Of course, if the Georgia cookie crumbles the Democrats’ way in January, the Biden administration will have a much clearer political path to take bold, equitable steps toward a clean energy future. With everyone—especially brown, black, indigenous, and frontline communities—having a seat at the table, massive government investment and incentives would accelerate the power sector’s deployment of renewable energy, ramp up installation of electric vehicle chargers, upgrade the building sector’s energy efficiency—all while creating millions of jobs.
Can we pass the tipping point?
While control of the Senate for the next two (or four) years matters a great deal given our window of opportunity to act on climate, elections keep happening, and America is still split (pretty darn evenly) into two political camps. Looking beyond the next few years, it’s worth revisiting a critical larger question: Can America make it past the tipping point so that accelerated, sustained progress on climate and clean energy can happen? Here’s some evidence that we can:
- Wind and solar technologies are now cheaper than coal and gas in markets all over the world (and Americans across the political spectrum want more of it). Deployment is growing rapidly, with corporate America accounting for nearly half of all renewables added to the U.S. grid in 2019. Meanwhile coal continues its structural decline.
- Public sentiment for action is at an all-time high: Fifty-four percent of Americans are “alarmed” or “concerned” about climate; sixty percent want the President and Congress to do more to “address global warming”; seventy-one percent think global warming will harm future generations.

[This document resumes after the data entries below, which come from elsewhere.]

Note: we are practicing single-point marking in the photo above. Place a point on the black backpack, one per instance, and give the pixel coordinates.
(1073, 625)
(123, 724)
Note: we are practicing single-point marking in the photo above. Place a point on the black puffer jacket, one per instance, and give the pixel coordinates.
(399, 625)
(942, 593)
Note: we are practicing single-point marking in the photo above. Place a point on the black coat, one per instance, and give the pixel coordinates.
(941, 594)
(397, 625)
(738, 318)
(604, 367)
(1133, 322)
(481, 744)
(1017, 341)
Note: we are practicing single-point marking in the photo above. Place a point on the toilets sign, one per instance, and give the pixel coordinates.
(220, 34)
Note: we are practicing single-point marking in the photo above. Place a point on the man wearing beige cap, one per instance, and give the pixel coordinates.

- Solar on buildings and electric vehicles, two high-impact technologies that profoundly change the way individuals interact with energy, are growing in popularity.
- State and local governments have made major headway even over the last four years, with more than 100 cities and towns now having 100% clean energy goals. One in three Americans are living within “100% clean energy goal” geographies.
All this makes the optimistic case that, beneath the choppy, boiling surface of politics and elections, forces are shifting the boundaries of possibility around climate and clean energy. The signs are all around, telling us that we are tantalizingly close to a tipping point in this country.
Even with a leader in the White House that understands the challenge and is ready to act, however, a mass mobilization of the public is still needed to continue pushing for federal, state, and local action in order to meet this moment. As voting constituents that support America’s transition to clean energy, we must keep the pressure on the White House, Congress, governors, statehouses, city councils, and corporations. As homeowners, community members, and employees we must act however and whenever we can. We can secure the clean energy future we all want and need, but there’s not a moment more to lose.